Lorna

Lorna era una maravilla. Una mujer sensual e inteligente, un fruto maduro y lejano, un recuerdo desgastado de un pasado abandonado en la memoria. Ella era profesora, PNN del departamento de Historia Moderna. Ella se estrenó con nosotros, pero sus clases, preparadas a conciencia, no fueron materia olvidada. Sus encantos resaltaban bajo el velo amarillento del inquieto proyector que servía como apoyo a sus palabras. La armonía de los lentos movimientos de su cuerpo o la dulzura de su rostro producían en mi mente los efectos de la droga. Yo era sólo uno más de entre los jóvenes silenciosos que la escuchaban con los ojos entornados, de entre aquellos que apuntaban en sus hojas sin saber si su vergüenza se notaba, de entre aquellos que esperaban la ocasión para decirle alguna cosa. De entre todos, quizá, yo fui el que la tuvo más a mano, el único, tal vez, que cultivó la promesa que su belleza pregonaba y que intentó cosechar su amor sobre el terreno.
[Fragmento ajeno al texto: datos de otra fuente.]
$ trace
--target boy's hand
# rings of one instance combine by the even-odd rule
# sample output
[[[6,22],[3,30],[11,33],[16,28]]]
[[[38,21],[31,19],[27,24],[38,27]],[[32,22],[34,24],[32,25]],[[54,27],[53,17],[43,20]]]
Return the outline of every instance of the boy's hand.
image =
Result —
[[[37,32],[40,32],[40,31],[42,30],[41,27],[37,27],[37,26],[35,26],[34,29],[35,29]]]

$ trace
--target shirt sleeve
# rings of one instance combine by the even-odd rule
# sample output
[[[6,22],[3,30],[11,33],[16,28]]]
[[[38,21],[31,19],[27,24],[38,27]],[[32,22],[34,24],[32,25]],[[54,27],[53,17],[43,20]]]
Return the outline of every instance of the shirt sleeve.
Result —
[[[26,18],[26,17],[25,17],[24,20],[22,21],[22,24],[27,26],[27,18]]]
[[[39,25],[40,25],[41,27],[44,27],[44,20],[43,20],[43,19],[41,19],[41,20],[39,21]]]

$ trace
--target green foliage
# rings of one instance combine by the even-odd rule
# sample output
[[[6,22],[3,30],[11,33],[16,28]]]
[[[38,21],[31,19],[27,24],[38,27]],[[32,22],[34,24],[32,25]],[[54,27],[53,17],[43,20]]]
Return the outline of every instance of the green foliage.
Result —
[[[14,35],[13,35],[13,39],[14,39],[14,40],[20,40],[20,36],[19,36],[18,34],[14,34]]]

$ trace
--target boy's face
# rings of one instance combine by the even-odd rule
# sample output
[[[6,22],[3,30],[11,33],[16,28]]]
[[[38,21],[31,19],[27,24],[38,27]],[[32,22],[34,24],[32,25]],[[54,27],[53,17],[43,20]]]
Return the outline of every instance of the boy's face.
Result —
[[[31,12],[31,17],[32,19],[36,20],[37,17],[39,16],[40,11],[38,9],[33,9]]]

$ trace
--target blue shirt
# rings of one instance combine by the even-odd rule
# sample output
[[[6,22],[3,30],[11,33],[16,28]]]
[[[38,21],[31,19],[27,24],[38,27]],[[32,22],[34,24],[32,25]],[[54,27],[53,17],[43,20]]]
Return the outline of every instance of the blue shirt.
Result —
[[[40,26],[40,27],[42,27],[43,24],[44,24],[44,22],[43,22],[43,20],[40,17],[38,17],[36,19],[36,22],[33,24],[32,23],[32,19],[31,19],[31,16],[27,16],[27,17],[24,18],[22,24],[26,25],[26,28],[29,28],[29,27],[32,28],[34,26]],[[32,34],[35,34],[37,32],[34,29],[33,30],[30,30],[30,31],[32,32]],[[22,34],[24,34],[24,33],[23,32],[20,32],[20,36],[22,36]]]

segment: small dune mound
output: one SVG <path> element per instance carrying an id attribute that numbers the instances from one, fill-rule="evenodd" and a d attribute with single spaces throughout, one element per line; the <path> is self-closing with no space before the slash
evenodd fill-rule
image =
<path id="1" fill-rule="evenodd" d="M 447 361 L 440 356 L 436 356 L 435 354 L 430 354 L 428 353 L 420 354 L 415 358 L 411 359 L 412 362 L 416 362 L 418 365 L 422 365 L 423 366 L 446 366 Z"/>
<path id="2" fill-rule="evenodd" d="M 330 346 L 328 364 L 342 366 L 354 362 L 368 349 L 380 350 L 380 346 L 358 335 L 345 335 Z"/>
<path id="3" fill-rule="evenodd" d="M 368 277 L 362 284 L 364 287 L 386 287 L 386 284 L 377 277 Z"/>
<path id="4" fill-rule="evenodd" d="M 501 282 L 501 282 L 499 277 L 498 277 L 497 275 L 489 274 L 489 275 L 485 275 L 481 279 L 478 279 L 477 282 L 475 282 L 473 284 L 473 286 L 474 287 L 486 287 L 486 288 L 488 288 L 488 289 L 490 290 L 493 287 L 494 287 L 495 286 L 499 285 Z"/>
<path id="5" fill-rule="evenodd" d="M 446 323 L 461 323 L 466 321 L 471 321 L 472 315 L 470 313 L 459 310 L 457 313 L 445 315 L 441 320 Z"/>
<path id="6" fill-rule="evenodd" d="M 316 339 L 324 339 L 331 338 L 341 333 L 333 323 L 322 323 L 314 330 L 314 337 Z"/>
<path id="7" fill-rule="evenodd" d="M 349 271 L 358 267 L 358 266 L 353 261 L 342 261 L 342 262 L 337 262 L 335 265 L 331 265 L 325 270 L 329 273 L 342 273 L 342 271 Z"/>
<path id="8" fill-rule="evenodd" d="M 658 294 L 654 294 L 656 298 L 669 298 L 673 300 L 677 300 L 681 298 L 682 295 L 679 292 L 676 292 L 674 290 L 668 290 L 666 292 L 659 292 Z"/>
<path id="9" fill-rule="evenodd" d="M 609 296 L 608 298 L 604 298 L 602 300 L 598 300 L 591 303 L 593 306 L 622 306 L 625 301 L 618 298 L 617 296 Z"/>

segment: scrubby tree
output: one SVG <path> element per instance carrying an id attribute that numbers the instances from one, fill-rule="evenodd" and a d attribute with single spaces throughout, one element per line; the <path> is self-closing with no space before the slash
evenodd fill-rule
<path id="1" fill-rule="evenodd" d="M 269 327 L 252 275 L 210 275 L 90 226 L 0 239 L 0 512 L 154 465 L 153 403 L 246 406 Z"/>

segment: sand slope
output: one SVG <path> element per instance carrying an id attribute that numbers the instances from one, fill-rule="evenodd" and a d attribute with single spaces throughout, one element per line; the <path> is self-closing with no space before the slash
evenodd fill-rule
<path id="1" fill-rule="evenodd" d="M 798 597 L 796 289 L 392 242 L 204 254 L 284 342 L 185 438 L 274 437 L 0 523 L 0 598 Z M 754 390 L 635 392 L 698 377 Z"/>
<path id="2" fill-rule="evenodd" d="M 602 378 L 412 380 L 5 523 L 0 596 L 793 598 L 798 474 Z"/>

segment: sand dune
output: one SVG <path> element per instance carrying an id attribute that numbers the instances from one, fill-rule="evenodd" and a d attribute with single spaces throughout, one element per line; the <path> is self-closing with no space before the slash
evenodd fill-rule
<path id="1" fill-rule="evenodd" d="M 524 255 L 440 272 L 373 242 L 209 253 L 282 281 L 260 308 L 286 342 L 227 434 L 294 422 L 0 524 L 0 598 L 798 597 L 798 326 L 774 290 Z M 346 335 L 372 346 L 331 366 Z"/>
Sucedió varios años más tarde, en el curso de un encuentro fortuito en una discoteca. Para entonces yo ya había terminado la carrera e intentaba escribir una tesina que me hacía un ser visible para ella. Aquella noche empezamos por mostrarnos en el suelto como colegas amables que exhibían sus sonrisas para mostrar simpatía, pero luego el pinchadiscos puso el "If you leave me now" de Chicago y a mí me sucedió algo parecido al efecto que produce la riada cuando rompe las compuertas de una presa. Embrujado por las notas de la música, respondí acercando levemente mis labios a su oreja, mientras mis manos avanzaban por su espalda.
Ella notó el sentido del ataque y se apartó con prudencia:
-¿Vienes mucho?- preguntó.
- No. Estamos celebrando mi cumpleaños.
-¿Cuantos cumples?
-Veintisiete.
-Pues muchas felicidades.
Y seguimos indecisos, refugiados en las notas de Chicago, sin saber si era mejor seguir hablando del trabajo o de los bares o dejar que la música expresase lo que el cuerpo nos estaba demandando.
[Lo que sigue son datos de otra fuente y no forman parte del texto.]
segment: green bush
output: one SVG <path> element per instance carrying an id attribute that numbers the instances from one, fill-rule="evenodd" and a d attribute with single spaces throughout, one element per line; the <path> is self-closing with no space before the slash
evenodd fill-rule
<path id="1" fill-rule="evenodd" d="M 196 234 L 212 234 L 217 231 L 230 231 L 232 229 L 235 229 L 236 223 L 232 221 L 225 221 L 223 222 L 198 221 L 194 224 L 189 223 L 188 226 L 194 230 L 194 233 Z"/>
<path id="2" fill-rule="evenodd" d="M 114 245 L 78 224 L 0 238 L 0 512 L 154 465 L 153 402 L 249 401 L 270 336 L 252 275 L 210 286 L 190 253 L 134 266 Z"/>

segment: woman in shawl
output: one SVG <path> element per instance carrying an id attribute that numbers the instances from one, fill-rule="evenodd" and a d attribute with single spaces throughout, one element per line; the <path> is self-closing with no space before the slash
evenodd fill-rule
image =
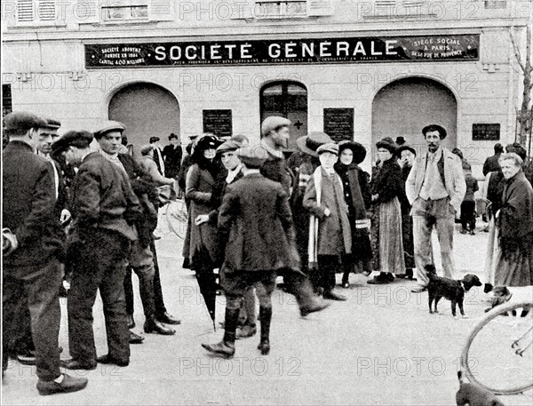
<path id="1" fill-rule="evenodd" d="M 533 285 L 533 188 L 515 153 L 502 154 L 499 164 L 505 179 L 502 206 L 496 213 L 498 251 L 495 285 Z"/>
<path id="2" fill-rule="evenodd" d="M 366 156 L 365 147 L 359 142 L 345 140 L 338 143 L 338 152 L 339 157 L 338 162 L 335 163 L 335 171 L 342 179 L 352 229 L 352 254 L 343 262 L 342 287 L 347 289 L 350 286 L 350 272 L 355 270 L 358 273 L 370 274 L 372 271 L 370 219 L 366 213 L 371 204 L 371 196 L 368 174 L 359 167 L 359 163 Z"/>
<path id="3" fill-rule="evenodd" d="M 396 160 L 397 147 L 392 139 L 376 144 L 379 166 L 372 179 L 372 202 L 379 218 L 379 275 L 368 281 L 370 284 L 389 283 L 394 274 L 405 274 L 402 235 L 402 170 Z"/>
-Me encanta esta canción- añadí.
En apenas dos minutos cambió el disco y el siguiente fue más bien de los de ritmo sincopado. La magia de Chicago se disolvió en el ambiente y ella acabó por sentarse. Desde el centro de la pista contemplé cómo explicaba algún asunto a sus amigas y se ponía su abrigo para marcharse. Pensé entonces en que podría hacerme el encontradizo y acompañarla, pero no me atreví, no tenía suficiente confianza para ello. Así que determiné que sería ella en adelante la que habría de tomar la iniciativa.
Al fin lo hizo, pero no cómo yo habría querido, pero no cuando la lógica de la naturaleza habría obrado el milagro. Lo hizo treinta años después, una mañana heladora de enero en la que Lorna se acercó a saludarnos ante el escaparate de una pastelería del centro de la ciudad de la meseta en donde ella continuaba dando clases. 
-Hombre, pareja, ¿qué ha sido de vuestra vida? ¿Por dónde vivís ahora?
Me sorprendió el tratamiento, me sorprendió la sincera confianza y el interés por saber lo que el tiempo había hecho de mi vida. De ella yo apenas sabía que había sacado la cátedra y que seguía siendo soltera y atractiva. Era una mujer adulta, una mujer segura y elegante. Una roja y pálida flor en el invierno.